Describing online attacks as 'cyber warfare' is a mischaracterisation that could be dangerous to governments and large enterprises, according to researchers from the University of Oxford and the London School of Economics.
The report, conducted for the Organisation for Economic Cooperation and Development, suggested that governments should avoid approaching online security breaches and attacks as they would real-world military incidents.
"We don't help ourselves using 'cyber war' to describe espionage or hacktivist blockading or defacing of web sites, as recently seen in reaction to WikiLeaks," said London School of Economics professor Peter Sommer.
"Nor is it helpful to group trivially avoidable incidents like routine viruses and frauds with determined attempts to disrupt critical national infrastructure."
Attacks on government sites and IT infrastructure have become more common in recent years, and the US and EU have run drills to simulate the response to a large-scale cyber attack.

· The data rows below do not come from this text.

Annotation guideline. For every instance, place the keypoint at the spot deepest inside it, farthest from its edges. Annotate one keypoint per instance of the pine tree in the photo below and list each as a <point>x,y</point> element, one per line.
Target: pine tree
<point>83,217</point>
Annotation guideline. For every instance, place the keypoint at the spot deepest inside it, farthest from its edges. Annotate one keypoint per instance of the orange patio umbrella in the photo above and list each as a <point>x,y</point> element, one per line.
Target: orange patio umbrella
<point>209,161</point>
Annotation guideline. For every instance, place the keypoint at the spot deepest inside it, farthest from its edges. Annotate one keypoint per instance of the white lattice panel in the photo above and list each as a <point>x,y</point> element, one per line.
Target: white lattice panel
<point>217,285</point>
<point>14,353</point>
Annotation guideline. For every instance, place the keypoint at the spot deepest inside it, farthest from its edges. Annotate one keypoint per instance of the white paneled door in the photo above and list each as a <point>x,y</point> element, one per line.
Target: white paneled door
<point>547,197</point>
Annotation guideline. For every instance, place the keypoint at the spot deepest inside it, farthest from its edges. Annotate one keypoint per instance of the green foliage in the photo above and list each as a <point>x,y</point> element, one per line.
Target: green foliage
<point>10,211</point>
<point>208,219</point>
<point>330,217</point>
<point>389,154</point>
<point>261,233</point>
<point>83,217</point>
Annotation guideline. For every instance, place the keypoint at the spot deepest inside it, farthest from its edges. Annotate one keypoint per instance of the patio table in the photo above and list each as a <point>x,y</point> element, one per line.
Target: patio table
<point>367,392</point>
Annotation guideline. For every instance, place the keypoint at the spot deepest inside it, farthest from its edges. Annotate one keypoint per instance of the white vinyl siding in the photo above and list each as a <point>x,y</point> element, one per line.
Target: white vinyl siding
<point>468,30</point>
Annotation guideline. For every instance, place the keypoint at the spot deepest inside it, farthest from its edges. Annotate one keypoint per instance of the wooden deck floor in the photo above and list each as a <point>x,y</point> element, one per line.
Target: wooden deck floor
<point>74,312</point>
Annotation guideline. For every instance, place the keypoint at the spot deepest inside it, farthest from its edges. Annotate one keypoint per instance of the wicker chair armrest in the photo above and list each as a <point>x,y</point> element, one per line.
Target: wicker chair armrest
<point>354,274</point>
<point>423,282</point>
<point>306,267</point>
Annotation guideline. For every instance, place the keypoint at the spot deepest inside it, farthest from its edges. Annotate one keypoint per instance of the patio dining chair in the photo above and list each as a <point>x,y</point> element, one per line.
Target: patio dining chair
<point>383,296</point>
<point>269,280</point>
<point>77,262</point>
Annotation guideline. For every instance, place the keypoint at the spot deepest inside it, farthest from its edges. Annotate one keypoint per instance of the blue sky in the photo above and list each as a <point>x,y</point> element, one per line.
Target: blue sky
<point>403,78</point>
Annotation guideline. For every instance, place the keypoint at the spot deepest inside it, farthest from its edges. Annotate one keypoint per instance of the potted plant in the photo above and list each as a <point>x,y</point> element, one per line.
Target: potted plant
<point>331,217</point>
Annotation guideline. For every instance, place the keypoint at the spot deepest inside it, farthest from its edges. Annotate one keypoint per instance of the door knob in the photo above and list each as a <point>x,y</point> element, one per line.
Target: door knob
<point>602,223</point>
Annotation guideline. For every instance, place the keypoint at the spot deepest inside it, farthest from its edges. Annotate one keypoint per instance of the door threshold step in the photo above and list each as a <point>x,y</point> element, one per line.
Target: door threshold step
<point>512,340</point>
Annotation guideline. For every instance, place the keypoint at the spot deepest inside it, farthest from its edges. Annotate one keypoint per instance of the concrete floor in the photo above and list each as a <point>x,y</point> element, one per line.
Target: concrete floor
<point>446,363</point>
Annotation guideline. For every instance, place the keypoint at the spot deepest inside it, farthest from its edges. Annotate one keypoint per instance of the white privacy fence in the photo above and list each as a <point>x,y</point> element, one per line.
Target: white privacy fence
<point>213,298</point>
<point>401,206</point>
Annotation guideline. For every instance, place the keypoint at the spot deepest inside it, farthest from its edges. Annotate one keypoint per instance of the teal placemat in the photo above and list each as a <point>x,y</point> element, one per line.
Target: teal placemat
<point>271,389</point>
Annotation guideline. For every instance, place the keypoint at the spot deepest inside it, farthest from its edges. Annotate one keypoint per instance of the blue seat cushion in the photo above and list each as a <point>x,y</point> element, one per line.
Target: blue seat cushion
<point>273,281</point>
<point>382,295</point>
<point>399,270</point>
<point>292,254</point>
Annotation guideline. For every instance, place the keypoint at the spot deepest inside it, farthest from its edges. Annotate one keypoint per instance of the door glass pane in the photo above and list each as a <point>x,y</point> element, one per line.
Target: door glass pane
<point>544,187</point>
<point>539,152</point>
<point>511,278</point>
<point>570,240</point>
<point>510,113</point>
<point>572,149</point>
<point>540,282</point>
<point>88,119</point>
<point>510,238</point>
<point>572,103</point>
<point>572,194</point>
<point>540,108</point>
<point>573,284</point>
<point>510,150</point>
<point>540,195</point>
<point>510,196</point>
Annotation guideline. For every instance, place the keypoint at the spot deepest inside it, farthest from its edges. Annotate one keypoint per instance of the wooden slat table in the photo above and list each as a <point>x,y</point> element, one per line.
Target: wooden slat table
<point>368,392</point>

The researchers suggested that, while governments and large enterprises should take the possibility of online attacks seriously, systems must be put in place to distinguish between different types of incident and the risk levels they carry.
"We think that a largely military approach to cyber security is a mistake. Most targets in the critical national infrastructure of communications, energy, finance, food, government, health, transport and water are in the private sector," said Oxford University professor Dr Ian Brown.
"Because it is often difficult to be certain who is attacking you from cyber space, defence by deterrence does not work."